George Peasgood has a matter-of-fact reply to a query about his bountiful positivity. “I’m higher off at present than I used to be on 2 October.”
It is a life-affirming assertion to which there isn’t a different response than to agree. That was his twenty seventh birthday, a day that ought to have been one in every of celebration however was as a substitute one in every of nice misery and concern, his household by his hospital bedside instructed to count on the worst.
The day earlier than, British Paralympic triathlete Peasgood was out for a motorcycle journey together with his girlfriend Frankie Hall, testing himself on sprints, when a freak accident noticed his foot slip out of the pedal, hurling him over his handlebars at pace.
Suffering seizures on the roadside and bleeding from his ears, he was blue-lighted to hospital the place he was identified with a brain injury, particularly a grade three diffuse axonal injury, and entered into the deepest stage of coma. To this present day he has no recollection of the crash.
“Everything was contact and go,” Peasgood tells BBC Sport.
“Frankie and my mother and father have been instructed many occasions not to count on me to survive, which should have been actually onerous for them.
“I do get upset typically – they went by all of that.”
Peasgood was in a coma “for about seven or eight weeks”, however the flip of a brand new 12 months marked renewed hope.
By January he was beginning to retain info. “The first time I remembered one thing from the day earlier than was 4 January,” he says. “On 13 January – 13 being my fortunate quantity – I felt like I’d woken up from a dream.

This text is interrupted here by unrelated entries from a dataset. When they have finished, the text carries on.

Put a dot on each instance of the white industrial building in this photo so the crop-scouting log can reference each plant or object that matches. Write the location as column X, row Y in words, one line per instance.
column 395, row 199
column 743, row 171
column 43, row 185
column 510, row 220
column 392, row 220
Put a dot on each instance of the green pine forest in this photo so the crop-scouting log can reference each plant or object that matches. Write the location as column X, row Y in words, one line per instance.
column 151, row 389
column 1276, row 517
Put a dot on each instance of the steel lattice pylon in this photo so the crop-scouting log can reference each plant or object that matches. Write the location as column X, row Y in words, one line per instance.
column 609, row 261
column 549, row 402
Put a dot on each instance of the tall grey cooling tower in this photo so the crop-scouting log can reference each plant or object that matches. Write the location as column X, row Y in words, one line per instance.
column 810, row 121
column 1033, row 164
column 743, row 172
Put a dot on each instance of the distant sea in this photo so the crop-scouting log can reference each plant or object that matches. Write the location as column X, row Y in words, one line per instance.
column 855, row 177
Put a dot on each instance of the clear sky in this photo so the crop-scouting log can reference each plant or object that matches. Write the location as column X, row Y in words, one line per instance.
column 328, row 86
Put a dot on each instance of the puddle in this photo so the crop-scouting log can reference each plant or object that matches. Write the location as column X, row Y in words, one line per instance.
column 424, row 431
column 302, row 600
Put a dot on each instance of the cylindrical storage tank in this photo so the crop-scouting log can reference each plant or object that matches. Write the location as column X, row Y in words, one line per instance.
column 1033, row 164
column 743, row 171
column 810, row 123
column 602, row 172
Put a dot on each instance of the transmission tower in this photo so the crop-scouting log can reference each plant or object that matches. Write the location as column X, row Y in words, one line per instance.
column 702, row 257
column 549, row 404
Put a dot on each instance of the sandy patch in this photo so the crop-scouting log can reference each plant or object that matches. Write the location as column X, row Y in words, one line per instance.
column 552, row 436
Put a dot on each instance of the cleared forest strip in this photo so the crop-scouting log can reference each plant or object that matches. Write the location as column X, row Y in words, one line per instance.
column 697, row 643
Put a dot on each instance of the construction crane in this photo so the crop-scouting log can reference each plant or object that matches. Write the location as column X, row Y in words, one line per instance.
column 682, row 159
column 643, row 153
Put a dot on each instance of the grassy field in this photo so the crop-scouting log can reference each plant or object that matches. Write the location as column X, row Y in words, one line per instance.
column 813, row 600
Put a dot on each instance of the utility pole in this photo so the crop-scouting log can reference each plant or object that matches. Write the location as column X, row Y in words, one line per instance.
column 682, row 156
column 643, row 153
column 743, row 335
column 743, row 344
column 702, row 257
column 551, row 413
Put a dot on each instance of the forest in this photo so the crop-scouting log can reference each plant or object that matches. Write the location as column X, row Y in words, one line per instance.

“Everything from October, November, December up till 13 January felt like a dream.”
His reminiscences of the times, weeks and even months main up to his crash are few and much between – a Coldplay live performance, a run round London’s Hyde Park with Frankie, his cousin coming spherical on the morning of that fateful day. But new reminiscences shall be made and Peasgood is firmly trying to the longer term.
Six months and two days after his crash, Peasgood – who received Para-triathlon silver and Para-cycling bronze at Tokyo 2020 – left hospital in April and is now dwelling at The Get Busy Living Centre in Leicestershire, a rehabilitation facility established by the Matt Hampson Foundation.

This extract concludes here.